How much can a brand be stretched? Should Alfa Romeos carry an ‘engineered by Ferrari’ badge? Or shouldn’t Alfa’s engineering speak for itself?
While trawling other news sites, I read at Autocar that Alfa Romeo’s forthcoming SUV will be based upon the Maserati Ghibli. That bit doesn’t surprise me so much as the remark that “….there have also been unconfirmed rumours that the top of the range Alfa engines will feature ‘developed by Ferrari’ sub-branding.” This has all the hall marks of an idea designed to appeal to Sergio Marchionne. It also reminds me of Silvio Berlusconi’s idea that Fiat could sell more cars by badging them as Maseratis. You might as well scribble “£10” on a £5 note. But is this such a terrible idea?
Let’s put on our white hats and consider that Porsche came to no serious harm by allowing Seat to place “Porsche Design” on the tops of their Ibiza engines. I seem to recall that Ssang Yong were permitted to associate their very excellent Musso with Mercedes due to the shared engines. While we are here, let’s take a moment to reflect on Ken Greenley’s contribution to Korean design which was much more than the superb Rodius as he penned the Musso too.
Getting back to the topic, I wonder how the “developed by Ferrari” sub-branding will go down with Ferrari owners. Is this something they can really do if Ferrari is not owned in full by FCA. On the face of it, Ferrari branding is a drag on Ferrari. How many Alfa-buyers will be impressed? And how many people will be alienated by the cynicism?
That’s an open question as I feel that these days Alfa is not doing well in attracting serious, informed or, shall we say, sufficiently, ABC1 customers. Maybe Alfa buyers won’t care. To be fair, lots of otherwise fine new cars become very attractive to less-desirable groups (seen from a marketing perspective, note) but Alfa seems especially to have the kind of blue-collar appeal that Pontiac managed to claim as its own in the US in the decades before it died.
FCA need to be very careful with this little move, if it is indeed more than a rumour. There is a danger of Ferrari, Maserati and Alfa Romeo getting blended in an uncontrolled marketing storm.
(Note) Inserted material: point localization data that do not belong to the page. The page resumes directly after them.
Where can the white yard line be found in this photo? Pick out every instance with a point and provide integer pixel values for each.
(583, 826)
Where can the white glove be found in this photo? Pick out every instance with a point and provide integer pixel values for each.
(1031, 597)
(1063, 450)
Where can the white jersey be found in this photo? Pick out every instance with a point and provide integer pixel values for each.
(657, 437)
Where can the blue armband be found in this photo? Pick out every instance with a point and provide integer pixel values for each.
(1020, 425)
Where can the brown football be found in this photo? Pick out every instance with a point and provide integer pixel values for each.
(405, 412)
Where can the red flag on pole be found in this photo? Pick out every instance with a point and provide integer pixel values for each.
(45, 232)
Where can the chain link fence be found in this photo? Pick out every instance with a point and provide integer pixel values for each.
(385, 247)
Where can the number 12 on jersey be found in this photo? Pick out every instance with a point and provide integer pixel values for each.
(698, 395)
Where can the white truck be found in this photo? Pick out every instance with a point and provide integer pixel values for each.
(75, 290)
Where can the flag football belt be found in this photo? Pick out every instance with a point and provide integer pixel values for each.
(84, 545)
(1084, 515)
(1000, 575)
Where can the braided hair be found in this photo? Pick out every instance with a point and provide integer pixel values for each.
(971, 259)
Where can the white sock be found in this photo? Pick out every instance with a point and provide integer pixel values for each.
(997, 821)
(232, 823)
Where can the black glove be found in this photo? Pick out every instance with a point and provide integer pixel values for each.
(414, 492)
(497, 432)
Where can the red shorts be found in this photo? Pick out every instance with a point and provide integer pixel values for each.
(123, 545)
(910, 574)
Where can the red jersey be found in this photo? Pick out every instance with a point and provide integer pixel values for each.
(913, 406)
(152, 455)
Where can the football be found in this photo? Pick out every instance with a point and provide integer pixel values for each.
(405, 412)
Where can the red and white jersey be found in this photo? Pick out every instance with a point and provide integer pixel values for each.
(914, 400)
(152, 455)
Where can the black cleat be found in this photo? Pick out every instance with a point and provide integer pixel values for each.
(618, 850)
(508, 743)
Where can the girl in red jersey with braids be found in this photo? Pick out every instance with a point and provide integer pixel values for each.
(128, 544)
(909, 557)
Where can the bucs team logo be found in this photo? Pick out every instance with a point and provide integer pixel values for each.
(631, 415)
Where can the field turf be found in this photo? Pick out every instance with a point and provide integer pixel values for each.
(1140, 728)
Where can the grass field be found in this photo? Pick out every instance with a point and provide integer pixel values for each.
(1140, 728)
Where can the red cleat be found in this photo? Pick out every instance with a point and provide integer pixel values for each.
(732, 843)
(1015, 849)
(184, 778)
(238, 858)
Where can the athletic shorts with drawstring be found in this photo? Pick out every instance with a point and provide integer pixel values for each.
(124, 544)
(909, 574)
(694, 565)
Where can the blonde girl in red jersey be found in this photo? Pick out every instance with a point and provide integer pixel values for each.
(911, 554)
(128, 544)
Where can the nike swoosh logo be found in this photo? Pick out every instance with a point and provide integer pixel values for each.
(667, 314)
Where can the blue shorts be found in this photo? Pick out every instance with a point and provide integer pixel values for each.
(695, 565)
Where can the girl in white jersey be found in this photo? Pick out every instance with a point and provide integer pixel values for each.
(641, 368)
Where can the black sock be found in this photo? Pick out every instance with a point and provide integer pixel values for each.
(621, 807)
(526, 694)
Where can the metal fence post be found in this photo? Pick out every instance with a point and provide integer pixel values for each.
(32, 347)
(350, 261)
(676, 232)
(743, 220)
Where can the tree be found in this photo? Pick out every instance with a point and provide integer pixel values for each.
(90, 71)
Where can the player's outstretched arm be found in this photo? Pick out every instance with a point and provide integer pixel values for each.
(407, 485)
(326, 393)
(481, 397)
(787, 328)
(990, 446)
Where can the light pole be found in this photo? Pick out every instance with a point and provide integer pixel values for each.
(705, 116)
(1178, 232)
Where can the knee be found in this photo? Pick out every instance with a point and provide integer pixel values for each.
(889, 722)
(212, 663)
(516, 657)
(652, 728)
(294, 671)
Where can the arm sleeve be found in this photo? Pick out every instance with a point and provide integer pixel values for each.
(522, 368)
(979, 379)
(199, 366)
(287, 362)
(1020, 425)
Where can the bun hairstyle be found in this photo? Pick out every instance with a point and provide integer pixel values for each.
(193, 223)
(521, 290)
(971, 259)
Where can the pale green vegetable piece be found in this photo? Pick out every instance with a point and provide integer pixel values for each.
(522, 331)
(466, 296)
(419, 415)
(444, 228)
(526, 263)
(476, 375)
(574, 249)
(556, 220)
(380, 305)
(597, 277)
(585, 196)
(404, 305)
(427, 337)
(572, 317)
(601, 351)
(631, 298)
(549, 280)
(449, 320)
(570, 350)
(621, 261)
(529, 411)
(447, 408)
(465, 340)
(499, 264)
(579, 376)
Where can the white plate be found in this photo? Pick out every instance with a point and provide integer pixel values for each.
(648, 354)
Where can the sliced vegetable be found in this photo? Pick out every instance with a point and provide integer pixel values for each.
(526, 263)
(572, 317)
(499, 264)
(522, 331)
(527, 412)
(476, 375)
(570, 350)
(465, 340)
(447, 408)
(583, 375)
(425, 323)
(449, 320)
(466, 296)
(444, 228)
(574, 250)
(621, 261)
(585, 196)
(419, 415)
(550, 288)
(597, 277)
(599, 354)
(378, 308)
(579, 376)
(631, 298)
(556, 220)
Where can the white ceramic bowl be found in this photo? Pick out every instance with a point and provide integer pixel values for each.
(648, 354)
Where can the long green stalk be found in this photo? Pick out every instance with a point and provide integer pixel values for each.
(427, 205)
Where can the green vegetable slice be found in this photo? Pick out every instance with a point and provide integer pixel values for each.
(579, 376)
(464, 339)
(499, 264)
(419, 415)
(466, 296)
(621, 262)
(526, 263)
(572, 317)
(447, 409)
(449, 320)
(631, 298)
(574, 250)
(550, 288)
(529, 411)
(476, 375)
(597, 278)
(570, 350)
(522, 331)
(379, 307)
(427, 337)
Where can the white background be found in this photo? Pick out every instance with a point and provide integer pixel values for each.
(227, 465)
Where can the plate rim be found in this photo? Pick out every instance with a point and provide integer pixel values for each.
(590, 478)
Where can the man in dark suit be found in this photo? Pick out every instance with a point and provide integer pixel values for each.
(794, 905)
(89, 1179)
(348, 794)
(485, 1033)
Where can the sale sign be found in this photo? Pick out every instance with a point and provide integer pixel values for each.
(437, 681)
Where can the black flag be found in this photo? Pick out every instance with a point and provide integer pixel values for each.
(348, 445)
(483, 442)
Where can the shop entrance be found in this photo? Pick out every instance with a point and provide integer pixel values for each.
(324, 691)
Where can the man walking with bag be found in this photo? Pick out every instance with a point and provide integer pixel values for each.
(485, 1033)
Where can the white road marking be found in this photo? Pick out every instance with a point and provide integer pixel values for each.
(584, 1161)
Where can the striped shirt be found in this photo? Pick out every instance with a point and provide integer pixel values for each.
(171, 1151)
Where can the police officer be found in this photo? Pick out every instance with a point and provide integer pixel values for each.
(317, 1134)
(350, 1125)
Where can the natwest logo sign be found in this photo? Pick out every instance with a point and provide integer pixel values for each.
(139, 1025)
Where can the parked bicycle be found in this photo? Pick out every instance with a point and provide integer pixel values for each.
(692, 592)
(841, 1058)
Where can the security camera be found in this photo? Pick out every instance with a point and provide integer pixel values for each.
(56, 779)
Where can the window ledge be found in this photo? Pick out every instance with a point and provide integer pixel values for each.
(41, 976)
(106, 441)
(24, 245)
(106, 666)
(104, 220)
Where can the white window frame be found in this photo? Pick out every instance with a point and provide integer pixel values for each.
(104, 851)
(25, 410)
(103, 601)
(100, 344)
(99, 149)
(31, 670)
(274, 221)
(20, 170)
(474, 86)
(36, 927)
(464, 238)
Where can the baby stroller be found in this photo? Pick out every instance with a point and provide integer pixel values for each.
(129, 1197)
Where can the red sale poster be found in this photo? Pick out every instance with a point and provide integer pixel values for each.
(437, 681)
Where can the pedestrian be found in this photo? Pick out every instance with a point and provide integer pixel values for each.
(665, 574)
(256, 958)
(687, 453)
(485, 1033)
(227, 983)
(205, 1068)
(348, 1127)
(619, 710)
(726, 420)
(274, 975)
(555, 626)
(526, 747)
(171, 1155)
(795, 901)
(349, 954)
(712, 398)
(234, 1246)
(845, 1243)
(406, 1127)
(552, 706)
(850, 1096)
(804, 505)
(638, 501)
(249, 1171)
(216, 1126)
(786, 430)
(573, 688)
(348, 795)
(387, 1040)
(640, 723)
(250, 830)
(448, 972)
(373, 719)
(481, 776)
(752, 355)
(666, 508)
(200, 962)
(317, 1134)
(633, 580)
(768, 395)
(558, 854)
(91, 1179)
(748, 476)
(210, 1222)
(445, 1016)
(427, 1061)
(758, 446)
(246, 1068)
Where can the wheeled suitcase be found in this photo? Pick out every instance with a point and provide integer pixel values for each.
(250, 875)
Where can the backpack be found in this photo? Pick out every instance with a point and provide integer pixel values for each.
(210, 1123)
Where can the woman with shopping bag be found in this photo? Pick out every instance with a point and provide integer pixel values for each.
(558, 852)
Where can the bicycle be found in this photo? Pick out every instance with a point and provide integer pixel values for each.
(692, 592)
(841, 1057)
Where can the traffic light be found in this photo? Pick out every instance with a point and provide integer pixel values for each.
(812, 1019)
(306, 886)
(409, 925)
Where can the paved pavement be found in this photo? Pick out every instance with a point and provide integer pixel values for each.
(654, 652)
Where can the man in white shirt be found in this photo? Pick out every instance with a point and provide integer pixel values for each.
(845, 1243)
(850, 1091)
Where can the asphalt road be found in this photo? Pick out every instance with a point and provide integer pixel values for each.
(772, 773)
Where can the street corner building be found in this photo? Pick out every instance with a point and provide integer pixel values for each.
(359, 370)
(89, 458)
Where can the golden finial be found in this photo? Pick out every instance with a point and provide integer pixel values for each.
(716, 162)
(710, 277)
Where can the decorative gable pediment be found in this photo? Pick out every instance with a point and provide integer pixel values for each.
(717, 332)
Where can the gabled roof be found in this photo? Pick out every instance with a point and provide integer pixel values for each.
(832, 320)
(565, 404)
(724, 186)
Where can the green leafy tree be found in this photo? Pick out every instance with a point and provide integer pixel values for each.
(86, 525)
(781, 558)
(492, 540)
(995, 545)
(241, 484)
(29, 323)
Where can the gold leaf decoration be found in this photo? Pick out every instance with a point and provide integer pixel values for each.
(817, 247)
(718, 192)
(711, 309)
Such decisions could be taken and managed if FCA was a stable corporation but the reality is that it seems like one where the revolving doors at marketing provide a lot of air-freshening. What is designed as a carefully evolving ten year plan may end up being managed to destruction as marketing chiefs come and go at 18 month intervals. Every plan needs the contingency for a change of plan built in.